I ordered one, 449.99 from CompUSA with a free screen or free screen and mount. It has a great picture thus far, but I think I may be able to use hdmi on it as well. it does not have any showo=ing on the back of the unit but seems like you can feel the places for networking and hdmi like its there but covered with a semi thinck plastic... anyone else used one of these or can confirm that there is a actual networking and hdmi connections on theses under the "cover"


----------



## TypeA (Aug 14, 2010)

The same cases may be used for different models that DO offer those connections that your model lacks, theres no hidden connections under that case


----------



## Alan Brown (Jun 7, 2006)

Hunter4u said:


> anybody had dealings with these?
> 
> http://www.viewsonic.com/products/pjd6211.htm
> 
> ...


Low cost projectors lack certain features to cut costs. There may be locations that accommodate the inclusion of the inputs you desire in the case, but according to the features and specifications listed by the manufacturer at the link you provided, they were excluded from your model. This is not a home theater projector. It was designed primarily for power point presentations and displaying 4:3 aspect ratio, XGA resolution, computer images, in room lighting not conducive for video imaging.

If you acquired this unit for a home theater, it will not do justice to high quality video programs. "Great" is not an appropriate term in a home theater context. Perhaps you can get by with it until you can afford a display that was designed for home theater use.
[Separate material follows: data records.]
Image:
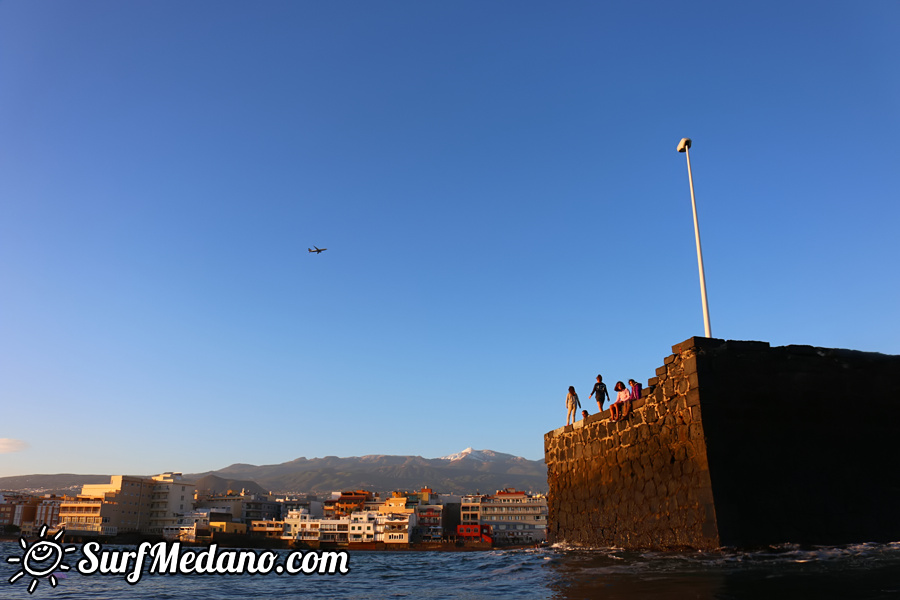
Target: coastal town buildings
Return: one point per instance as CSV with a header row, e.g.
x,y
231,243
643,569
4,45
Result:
x,y
128,504
515,517
169,506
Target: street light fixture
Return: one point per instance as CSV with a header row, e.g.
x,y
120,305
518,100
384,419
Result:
x,y
683,146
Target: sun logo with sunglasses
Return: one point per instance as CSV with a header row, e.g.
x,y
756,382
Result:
x,y
41,559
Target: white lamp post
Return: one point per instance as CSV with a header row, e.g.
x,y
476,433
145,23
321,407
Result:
x,y
683,146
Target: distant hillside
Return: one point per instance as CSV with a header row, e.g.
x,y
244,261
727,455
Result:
x,y
468,471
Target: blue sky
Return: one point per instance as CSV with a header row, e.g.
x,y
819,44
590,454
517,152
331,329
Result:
x,y
497,186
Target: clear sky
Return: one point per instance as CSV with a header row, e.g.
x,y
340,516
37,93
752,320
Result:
x,y
498,188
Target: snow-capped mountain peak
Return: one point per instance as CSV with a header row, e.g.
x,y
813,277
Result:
x,y
471,453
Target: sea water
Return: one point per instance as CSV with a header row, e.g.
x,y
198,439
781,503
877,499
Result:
x,y
864,571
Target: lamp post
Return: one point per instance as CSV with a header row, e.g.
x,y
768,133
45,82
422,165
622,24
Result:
x,y
683,146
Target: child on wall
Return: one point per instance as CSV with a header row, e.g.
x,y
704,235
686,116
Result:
x,y
572,404
615,411
598,392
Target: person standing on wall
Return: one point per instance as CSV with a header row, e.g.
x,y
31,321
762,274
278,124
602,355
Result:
x,y
572,404
619,408
599,392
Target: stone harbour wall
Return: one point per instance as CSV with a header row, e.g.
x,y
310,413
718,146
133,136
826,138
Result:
x,y
736,444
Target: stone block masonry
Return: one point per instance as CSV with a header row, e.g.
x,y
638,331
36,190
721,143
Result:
x,y
736,444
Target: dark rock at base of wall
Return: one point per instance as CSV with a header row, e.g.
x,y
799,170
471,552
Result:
x,y
736,444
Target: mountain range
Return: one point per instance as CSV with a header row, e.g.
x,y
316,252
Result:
x,y
468,471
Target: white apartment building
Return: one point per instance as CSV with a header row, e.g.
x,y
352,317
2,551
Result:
x,y
514,517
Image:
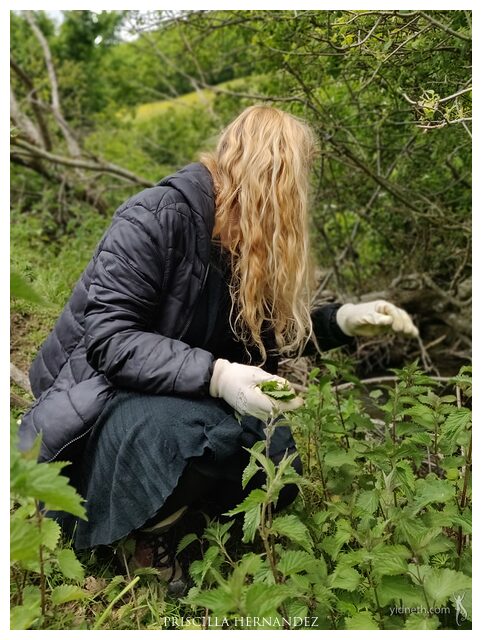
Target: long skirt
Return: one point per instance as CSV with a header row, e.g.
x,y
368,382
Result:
x,y
140,449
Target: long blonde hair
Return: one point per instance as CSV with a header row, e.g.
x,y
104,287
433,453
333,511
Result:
x,y
260,169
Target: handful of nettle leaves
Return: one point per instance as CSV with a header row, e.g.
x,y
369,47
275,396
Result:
x,y
283,395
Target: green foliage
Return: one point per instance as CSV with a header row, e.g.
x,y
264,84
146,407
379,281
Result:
x,y
278,390
386,548
35,538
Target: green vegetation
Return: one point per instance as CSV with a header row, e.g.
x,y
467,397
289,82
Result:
x,y
383,519
382,527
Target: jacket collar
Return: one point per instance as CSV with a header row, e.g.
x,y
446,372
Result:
x,y
195,183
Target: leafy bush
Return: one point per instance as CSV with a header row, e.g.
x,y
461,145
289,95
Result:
x,y
381,542
34,538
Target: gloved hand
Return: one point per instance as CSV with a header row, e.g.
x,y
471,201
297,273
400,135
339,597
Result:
x,y
374,318
236,384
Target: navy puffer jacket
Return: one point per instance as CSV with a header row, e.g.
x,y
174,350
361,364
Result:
x,y
124,322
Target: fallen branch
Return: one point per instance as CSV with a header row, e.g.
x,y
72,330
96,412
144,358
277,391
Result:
x,y
102,167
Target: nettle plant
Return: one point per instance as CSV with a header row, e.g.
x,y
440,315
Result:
x,y
379,537
45,574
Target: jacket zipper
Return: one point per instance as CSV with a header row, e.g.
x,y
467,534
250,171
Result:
x,y
196,304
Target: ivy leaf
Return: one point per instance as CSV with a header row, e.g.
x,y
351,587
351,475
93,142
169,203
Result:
x,y
69,565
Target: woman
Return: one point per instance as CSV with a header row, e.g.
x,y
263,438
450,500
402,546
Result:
x,y
197,287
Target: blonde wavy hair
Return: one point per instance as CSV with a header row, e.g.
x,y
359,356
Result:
x,y
260,168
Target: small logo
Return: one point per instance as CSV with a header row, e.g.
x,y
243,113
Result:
x,y
460,610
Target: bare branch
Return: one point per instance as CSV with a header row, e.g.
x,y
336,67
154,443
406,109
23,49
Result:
x,y
23,122
102,167
34,103
444,27
72,144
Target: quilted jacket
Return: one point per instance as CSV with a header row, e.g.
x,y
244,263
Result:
x,y
124,322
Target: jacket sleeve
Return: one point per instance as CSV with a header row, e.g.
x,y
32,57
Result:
x,y
326,330
125,294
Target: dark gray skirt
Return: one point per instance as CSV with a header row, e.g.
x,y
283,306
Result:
x,y
139,448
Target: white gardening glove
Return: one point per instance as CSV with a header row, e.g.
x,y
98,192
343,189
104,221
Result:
x,y
374,318
236,384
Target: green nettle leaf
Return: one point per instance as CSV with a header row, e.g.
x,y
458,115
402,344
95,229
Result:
x,y
339,457
185,541
396,588
440,584
44,482
361,620
200,568
333,544
405,477
291,527
368,501
69,565
389,560
344,578
455,430
261,599
253,499
252,520
277,389
217,600
249,472
431,489
68,593
294,561
23,616
49,533
20,288
422,621
25,540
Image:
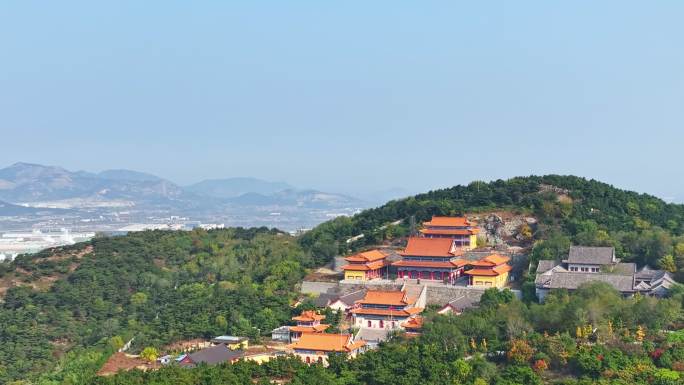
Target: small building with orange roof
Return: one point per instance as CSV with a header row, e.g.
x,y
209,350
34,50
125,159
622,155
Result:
x,y
381,309
413,326
459,229
307,323
315,348
366,265
431,258
490,271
Or, you could send it back, and spend more on a projector that suits your intended purpose for such a device.

Best regards and beautiful pictures,
Alan Brown, President
CinemaQuest, Inc.
A Lion AV Consultants Affiliate

"Advancing the art and science of electronic imaging"


----------



## Hunter4u (Aug 24, 2010)

This is a projector I bought for work, so it is fine for that. I was curious of the ports as I would buy one for home if they where there. No biggy, was just going to see if the hdmi was there as you can use a long cable for that and project ballgames on the side of the house outside for some kick - butt football parties!


----------